Current manual workflow

Every request goes to one large model regardless of difficulty, and cost and latency are reviewed monthly after the bill arrives, with no per-request complexity signal.

The AI workflow to build

The middleware scores each request for predicted complexity, routes simple requests to a small model and hard ones to a large model, and falls back to the large model when a small-model output fails a quality check.
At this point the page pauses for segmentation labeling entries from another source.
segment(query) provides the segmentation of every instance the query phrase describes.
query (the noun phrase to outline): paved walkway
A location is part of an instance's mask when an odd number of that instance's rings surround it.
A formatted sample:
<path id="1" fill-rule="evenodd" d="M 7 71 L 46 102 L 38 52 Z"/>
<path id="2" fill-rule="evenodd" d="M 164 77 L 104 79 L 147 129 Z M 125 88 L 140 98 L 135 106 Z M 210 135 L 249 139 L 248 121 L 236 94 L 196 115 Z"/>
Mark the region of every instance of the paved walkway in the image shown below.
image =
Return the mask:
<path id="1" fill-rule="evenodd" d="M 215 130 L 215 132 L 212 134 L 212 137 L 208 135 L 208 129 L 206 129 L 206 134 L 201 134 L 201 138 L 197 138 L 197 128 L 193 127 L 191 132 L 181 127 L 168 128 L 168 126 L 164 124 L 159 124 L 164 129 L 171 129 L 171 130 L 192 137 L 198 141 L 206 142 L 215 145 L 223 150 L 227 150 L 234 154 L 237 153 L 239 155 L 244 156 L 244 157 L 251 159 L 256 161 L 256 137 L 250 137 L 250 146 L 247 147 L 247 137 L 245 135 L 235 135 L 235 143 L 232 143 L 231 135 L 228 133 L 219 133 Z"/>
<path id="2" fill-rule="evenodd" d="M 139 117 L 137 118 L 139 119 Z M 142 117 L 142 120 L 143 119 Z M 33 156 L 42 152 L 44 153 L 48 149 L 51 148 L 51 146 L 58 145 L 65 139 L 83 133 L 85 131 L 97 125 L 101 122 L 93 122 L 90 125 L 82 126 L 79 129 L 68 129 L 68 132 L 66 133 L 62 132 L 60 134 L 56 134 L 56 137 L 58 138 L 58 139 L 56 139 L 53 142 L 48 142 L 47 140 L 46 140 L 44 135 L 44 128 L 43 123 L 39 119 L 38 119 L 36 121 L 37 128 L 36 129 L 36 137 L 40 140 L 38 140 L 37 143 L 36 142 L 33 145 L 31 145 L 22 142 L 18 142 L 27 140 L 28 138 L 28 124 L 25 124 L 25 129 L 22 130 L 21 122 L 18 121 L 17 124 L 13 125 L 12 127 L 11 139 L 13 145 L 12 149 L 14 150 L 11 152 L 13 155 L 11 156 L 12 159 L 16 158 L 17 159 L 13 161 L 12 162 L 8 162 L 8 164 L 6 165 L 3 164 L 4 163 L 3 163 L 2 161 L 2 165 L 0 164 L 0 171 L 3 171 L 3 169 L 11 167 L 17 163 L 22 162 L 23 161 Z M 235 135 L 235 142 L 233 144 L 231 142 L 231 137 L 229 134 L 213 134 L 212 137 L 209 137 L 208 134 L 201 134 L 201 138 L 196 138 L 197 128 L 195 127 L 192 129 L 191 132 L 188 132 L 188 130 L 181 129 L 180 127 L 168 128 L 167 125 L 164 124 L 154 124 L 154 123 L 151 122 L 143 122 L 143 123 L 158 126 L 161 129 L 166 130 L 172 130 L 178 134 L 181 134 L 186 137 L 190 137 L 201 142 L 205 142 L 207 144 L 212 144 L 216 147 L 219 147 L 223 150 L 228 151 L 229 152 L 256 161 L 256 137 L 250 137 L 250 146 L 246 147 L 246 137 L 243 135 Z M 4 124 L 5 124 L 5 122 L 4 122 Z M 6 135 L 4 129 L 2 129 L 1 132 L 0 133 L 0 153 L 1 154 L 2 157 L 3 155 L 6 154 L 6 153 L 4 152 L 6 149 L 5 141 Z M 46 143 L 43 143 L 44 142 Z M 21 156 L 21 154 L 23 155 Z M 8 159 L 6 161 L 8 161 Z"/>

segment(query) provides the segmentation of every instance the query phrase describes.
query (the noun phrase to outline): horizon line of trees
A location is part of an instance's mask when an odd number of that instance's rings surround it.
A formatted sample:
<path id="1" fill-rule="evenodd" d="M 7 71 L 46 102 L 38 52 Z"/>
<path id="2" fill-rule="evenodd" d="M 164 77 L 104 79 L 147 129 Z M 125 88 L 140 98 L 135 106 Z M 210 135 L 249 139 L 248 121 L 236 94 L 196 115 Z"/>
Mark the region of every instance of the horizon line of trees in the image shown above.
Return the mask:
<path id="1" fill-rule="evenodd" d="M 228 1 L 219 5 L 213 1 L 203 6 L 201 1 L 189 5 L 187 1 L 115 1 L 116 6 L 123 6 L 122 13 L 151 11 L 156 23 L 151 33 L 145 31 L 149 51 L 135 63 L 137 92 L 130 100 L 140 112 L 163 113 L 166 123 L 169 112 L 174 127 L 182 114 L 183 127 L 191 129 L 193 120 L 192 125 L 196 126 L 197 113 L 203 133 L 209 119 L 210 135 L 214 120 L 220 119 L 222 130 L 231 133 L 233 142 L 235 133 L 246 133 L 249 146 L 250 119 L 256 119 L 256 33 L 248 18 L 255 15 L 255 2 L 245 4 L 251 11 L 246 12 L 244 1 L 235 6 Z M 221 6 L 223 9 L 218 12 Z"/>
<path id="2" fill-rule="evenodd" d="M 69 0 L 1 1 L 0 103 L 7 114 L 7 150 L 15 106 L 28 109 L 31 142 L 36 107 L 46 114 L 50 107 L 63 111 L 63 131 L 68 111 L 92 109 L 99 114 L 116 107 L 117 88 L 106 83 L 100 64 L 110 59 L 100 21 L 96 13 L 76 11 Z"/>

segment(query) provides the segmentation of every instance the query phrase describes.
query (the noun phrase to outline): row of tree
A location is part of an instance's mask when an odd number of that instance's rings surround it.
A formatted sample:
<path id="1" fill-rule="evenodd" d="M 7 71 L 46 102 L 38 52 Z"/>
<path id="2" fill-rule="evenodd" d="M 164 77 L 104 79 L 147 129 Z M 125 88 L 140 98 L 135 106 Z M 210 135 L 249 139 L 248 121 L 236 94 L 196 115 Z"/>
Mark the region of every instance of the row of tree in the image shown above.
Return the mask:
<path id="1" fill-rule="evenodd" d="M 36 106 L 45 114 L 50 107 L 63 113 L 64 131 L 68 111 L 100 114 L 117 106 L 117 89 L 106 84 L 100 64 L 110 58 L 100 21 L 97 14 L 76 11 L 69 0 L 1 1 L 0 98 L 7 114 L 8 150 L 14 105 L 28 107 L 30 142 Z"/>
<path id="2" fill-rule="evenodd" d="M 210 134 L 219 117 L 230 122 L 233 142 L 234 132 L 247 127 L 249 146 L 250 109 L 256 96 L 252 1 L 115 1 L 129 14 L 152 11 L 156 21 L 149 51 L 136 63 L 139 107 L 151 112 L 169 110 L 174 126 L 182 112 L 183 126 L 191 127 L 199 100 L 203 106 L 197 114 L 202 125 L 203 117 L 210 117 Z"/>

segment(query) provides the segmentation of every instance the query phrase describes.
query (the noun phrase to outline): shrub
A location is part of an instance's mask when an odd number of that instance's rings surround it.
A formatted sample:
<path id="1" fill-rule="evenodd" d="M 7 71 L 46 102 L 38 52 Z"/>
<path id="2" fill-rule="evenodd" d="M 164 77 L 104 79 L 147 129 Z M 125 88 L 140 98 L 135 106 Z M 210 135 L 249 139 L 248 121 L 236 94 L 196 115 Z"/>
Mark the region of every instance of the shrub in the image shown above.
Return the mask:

It logs cost, latency, and a quality score per request and reports the aggregate tradeoff against an all-large baseline.

Inputs

  • a request stream with mixed difficulty
  • two or more candidate models
  • a quality check or rubric
  • a quality floor configuration

Outputs

  • a per-request routing decision
  • cost, latency, and quality logs
  • an aggregate tradeoff report against the all-large baseline

Definition of done

On a synthetic request stream with labeled easy and hard items, the router cuts cost and latency against the all-large baseline while holding aggregate quality at or above the configured floor, and escalates failed small-model outputs to the large model rather than shipping them.

Example input

A batch of 1000 requests, 70 percent simple lookups and 30 percent multi-step reasoning, with an all-large baseline cost and quality recorded.

Example output

Report: cost down 58 percent, p95 latency down 40 percent, aggregate quality within 1 point of baseline, 4 percent of small-model outputs escalated to large on a failed quality check.

Data plan

synthetic data

Boundaries and non-goals

  • training a router model from scratch
  • real production traffic
  • provider billing integration

Evaluation ideas

  • cost and latency reduction against baseline
  • quality floor adherence
  • escalation precision
  • routing accuracy on labeled difficulty

Run Level target

R3 Reliable Plain translation: handles real cases.

Scope envelope

Buildable by one solo builder in 20 to 30 focused hours, on public, synthetic, or sanitized data, with a demo path that requires no production access.

Suggested tools

Suggested options, never requirements; briefs are tool-agnostic.